Why This Chapter Matters
Chapter 36 is a showcase of Diogenes’s total mastery over his environment. It humanises no one—it revels in his diabolical charm. The chapter illustrates how he uses his intelligence, resources, and amorality not just to survive but to envelop himself in beauty and sensation. It also escalates the cold war with Leng by demonstrating Diogenes can kill Leng’s agents with impunity. The unexplained tower remains an unsettling note, a crack in the universe that foreshadows larger ramifications. The chapter serves as a lavish, darkly comic set piece that deepens the antagonist’s character right before the inevitable collision.
Study Questions and Answers
-
How does Diogenes’s lifestyle as Lord Jayeaux reflect his philosophy or psychology?
Diogenes’s surroundings are an expression of his belief that money, spent without restraint, can alchemise reality into art. The gilded interior, the sugar-coated Livia, the fusion of eras and sensual experiences—all mirror his rejection of moral limits. He creates a world where he is both spectator and god, quoting poetry while peeling grapes, a direct parallel to his view of crime as performance. The absence of modern constraints unleashes his most decadent impulses. -
Why does the tower vex Diogenes, and what might that signal for the larger story?
The tower is the sole discrepancy Diogenes can find in an otherwise identical parallel world. For a mind obsessed with order and entropy, a perfect duplicate should not contain an anomalous object. This vexation suggests the timeline is not a mere copy; it may have been tampered with or is responding to the presence of the time travelers. The tower could be a key to the mechanism that brought them here, a structural clue that Penny or others might later investigate. -
What does the murder of the Milk Drinker reveal about Diogenes’s methods and his relationship with Leng?

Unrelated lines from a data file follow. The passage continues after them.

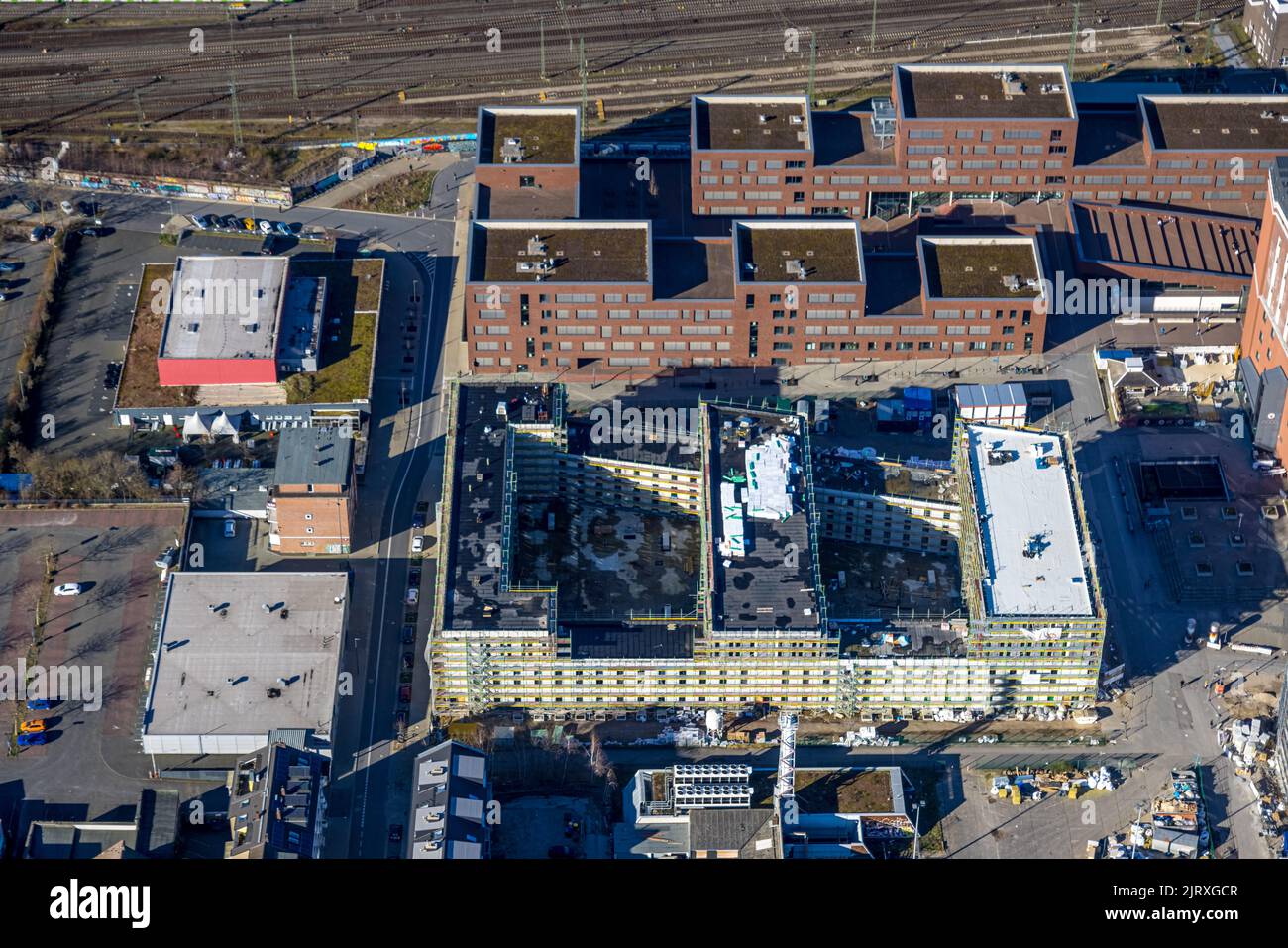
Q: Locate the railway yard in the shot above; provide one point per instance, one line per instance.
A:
(318, 68)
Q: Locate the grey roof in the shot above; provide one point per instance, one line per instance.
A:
(151, 832)
(1031, 546)
(224, 307)
(201, 648)
(759, 590)
(237, 489)
(313, 456)
(449, 810)
(748, 832)
(475, 596)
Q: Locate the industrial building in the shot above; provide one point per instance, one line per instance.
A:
(1263, 368)
(243, 655)
(698, 583)
(239, 321)
(733, 811)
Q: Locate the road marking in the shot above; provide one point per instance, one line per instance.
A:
(384, 596)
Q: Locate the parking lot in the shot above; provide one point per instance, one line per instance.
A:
(91, 756)
(89, 334)
(21, 288)
(531, 826)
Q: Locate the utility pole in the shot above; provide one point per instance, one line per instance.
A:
(542, 22)
(583, 69)
(232, 93)
(812, 56)
(1073, 38)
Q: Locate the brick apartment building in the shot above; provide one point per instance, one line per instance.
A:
(528, 161)
(1263, 368)
(1267, 27)
(313, 496)
(967, 132)
(591, 298)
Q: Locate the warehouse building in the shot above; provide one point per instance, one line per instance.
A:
(702, 586)
(243, 655)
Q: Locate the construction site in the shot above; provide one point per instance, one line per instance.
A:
(612, 571)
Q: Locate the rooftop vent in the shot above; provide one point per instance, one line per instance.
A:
(511, 150)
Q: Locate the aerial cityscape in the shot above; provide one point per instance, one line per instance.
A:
(622, 429)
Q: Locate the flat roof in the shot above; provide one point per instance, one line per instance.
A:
(756, 590)
(313, 456)
(449, 818)
(533, 252)
(224, 307)
(1031, 550)
(1171, 240)
(691, 268)
(541, 134)
(751, 123)
(846, 140)
(1218, 123)
(799, 253)
(977, 266)
(473, 596)
(201, 648)
(1109, 140)
(983, 91)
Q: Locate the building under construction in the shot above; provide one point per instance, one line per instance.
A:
(660, 558)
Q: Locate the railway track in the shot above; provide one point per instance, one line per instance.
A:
(356, 58)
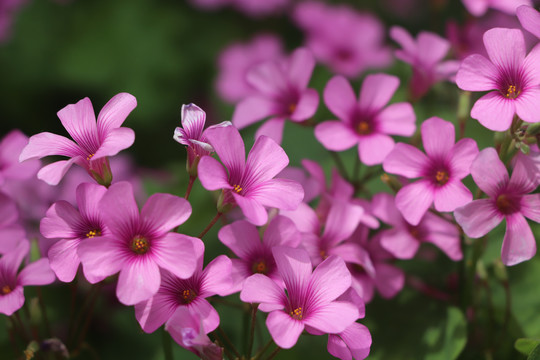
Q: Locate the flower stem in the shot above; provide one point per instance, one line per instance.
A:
(214, 220)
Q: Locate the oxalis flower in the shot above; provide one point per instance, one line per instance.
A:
(94, 141)
(509, 199)
(249, 183)
(514, 77)
(138, 245)
(309, 301)
(440, 169)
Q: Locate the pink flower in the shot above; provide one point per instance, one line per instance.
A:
(425, 55)
(514, 77)
(365, 122)
(72, 227)
(282, 94)
(310, 298)
(347, 41)
(11, 146)
(249, 184)
(440, 171)
(192, 135)
(12, 283)
(508, 199)
(190, 293)
(255, 256)
(479, 7)
(94, 141)
(237, 59)
(138, 245)
(529, 19)
(404, 239)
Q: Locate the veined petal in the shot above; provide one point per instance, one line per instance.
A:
(518, 244)
(114, 113)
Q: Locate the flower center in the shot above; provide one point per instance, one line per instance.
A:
(188, 296)
(297, 313)
(93, 233)
(140, 245)
(512, 92)
(6, 290)
(441, 177)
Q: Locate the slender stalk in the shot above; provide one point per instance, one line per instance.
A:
(214, 220)
(167, 344)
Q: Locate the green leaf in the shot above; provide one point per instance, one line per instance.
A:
(525, 345)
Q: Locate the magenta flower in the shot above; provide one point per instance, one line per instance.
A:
(192, 135)
(440, 170)
(237, 59)
(138, 245)
(514, 77)
(11, 146)
(404, 239)
(310, 298)
(73, 226)
(529, 18)
(425, 55)
(255, 256)
(249, 184)
(188, 293)
(94, 141)
(347, 41)
(366, 122)
(282, 94)
(508, 199)
(12, 282)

The killing is swift, improvisational, and cloaked in misdirection. Diogenes uses the element of surprise and his victim’s assumptions against him—the tail expects a clergyman, not an assassin. By making the death look like a traffic accident, he eliminates both the man and any trail back to the icepick wound, just as he disposed of Miss Crean entirely earlier. It reveals his contempt for Leng’s pawns and his confidence that he can outmaneuver Leng directly. The act escalates their conflict from subterfuge to open, if secret, warfare.